August is the month of softball tryouts here in Illinois. And it’s a frantic few weeks of tryouts and roster compilations. You would think it all has to do with the girls and their talents, but let’s be real. That’s not the whole picture.


Here’s how I see it. The first spots on a team go to (if applicable) the coaches’ kids. The next spots are filled by the elite athletes. These are the players who are head and shoulders above the crowd, and they are offered spots purely on their talent and skill set. Save a spot or two for the players whose parents are in “the inner circle” with the coach. Let’s say those criteria cover 10 out of the 13 girls on the squad. Three spots remain, and ten girls are left. 


And this is where my stomach starts to hurt a little.


When coaches fill those final spots, the scary truth is that we as parents matter. I mean, no one’s going to come out and admit it – at least when they’re sober. I was once privy to a conversation where a youth hockey coach clinked glasses with the host and declared, “Max will always be on my team. You, hands down, have the biggest house and best bar for parties.” Everyone laughed. I inwardly cringed. He verbalized a fear that gnaws away at the moms of athletes.


For twenty years, I’ve watched the coaches at my school roster their sports teams. Choosing the first players is pretty straightforward – he can shoot a three-pointer, she’s an amazing dribbler. By the time they get to the bottom of the roster, additional information is always a factor – particularly facts about their family. Is their mom on the school board? Is their dad a crazy, unrestrained fan? Is a parent available to help carpool players to away games? Are they just a really nice family in our district? Answers to these questions ABOUT PARENTS help coaches round out their rosters.


So, back to me. My daughter is a solid softball player, but she’s not a standout. She is going to be one of the final four girls added to the roster. So, if you’ve been following along – you know what that means: my husband and I might tip the balance as the coaches consider who makes it and who is cut. During the week of tryouts, this unspoken reality finds its nagging voice, accusing me as I try to fall asleep:


What were you thinking at the Iowa tournament in July when you skipped the after-game party and escaped to your hotel room to READ A BOOK? That antisocial decision doesn’t bode well for your child…
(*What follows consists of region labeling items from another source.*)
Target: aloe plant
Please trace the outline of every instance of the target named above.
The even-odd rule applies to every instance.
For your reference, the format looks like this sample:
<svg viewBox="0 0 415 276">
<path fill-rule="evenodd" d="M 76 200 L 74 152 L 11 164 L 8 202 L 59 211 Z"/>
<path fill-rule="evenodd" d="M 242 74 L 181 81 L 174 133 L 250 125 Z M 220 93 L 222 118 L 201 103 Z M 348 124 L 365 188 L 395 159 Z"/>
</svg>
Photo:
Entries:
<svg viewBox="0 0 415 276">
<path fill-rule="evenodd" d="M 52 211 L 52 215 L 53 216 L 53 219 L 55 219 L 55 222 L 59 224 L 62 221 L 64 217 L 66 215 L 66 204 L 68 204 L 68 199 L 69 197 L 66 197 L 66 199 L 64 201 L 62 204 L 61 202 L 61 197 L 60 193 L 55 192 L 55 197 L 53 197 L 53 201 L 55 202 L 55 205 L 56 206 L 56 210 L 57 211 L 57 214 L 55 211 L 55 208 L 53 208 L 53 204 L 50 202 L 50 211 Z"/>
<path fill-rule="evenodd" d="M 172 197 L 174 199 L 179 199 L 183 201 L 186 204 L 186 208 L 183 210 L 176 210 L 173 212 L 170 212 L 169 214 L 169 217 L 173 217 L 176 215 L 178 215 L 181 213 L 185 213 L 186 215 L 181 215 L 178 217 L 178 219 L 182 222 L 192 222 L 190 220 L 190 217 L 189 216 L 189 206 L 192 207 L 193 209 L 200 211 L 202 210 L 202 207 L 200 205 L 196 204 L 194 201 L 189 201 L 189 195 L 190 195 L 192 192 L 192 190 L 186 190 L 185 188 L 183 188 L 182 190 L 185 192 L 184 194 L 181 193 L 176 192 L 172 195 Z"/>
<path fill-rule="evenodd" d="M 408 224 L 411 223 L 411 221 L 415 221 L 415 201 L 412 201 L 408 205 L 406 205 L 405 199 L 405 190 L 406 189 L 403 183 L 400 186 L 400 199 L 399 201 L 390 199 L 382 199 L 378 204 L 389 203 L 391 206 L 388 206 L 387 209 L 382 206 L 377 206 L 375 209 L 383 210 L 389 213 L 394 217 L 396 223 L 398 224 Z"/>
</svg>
You’re so lazy – you should have tried harder to find some corporate sponsors for the team! Maybe it’s not too late to offer to be the devoted mom who tirelessly fundraises for the team…




You need to send your husband out to bond with the other dads and buy some rounds of beer! I wonder what the secret is to get into the “inner circle” of the team parents …
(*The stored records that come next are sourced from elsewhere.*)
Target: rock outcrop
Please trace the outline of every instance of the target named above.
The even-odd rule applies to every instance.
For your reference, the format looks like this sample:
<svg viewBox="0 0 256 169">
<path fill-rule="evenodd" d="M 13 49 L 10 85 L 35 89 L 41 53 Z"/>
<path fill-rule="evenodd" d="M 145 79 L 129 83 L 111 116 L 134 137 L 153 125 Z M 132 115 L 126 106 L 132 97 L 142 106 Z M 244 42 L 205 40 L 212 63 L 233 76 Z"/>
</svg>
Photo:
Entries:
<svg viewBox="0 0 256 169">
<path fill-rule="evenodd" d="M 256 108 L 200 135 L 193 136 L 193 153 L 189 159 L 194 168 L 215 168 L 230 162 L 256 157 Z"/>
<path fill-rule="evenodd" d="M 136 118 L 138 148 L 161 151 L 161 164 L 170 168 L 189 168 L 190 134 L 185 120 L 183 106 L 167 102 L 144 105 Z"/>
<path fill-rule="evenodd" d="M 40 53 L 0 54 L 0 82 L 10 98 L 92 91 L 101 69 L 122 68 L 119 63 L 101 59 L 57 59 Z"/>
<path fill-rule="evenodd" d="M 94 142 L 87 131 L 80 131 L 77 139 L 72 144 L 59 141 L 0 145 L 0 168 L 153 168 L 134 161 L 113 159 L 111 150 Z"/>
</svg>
OH MY WORD! You didn’t even bake cookies shaped like softballs with the girls’ names and numbers iced on each one? What kind of a slacker mom are you?


Last week, a friend of mine sent me this heartbreaking text when her daughter didn’t make a particular travel team: 


“I really liked the coaches but think I may have been too pushy sending an email. I was trying to be nice about how perfect I felt (Megan) would be on their team but my husband said I may have seemed pushy.” 


Megan’s mom loved the coaches at the tryout and wanted to advocate for her daughter to be part of such a positive organization. Now she’s left with the nagging feeling that her email is why her daughter wasn’t chosen. And, if she hadn’t sent the email – and her daughter faced the same disappointing outcome – she would be left second-guessing whether or not she should have reached out.


Like Megan’s mom, we all want our kids to have the best opportunities. We don’t want to be a part of the equation, but here we are. For now, my daughter still loves softball and being able to play year-round has been a joy for her. The team she hopes to make again for 2020 has a coach whom she adores. He is a positive role model, and he’s helped to elevate her play to the next level. According to her dad, she did well at tryouts, and he thinks she’ll make the team without a problem.


We will find out if he’s right on Monday. I just hope we’ve all done our best to make it happen.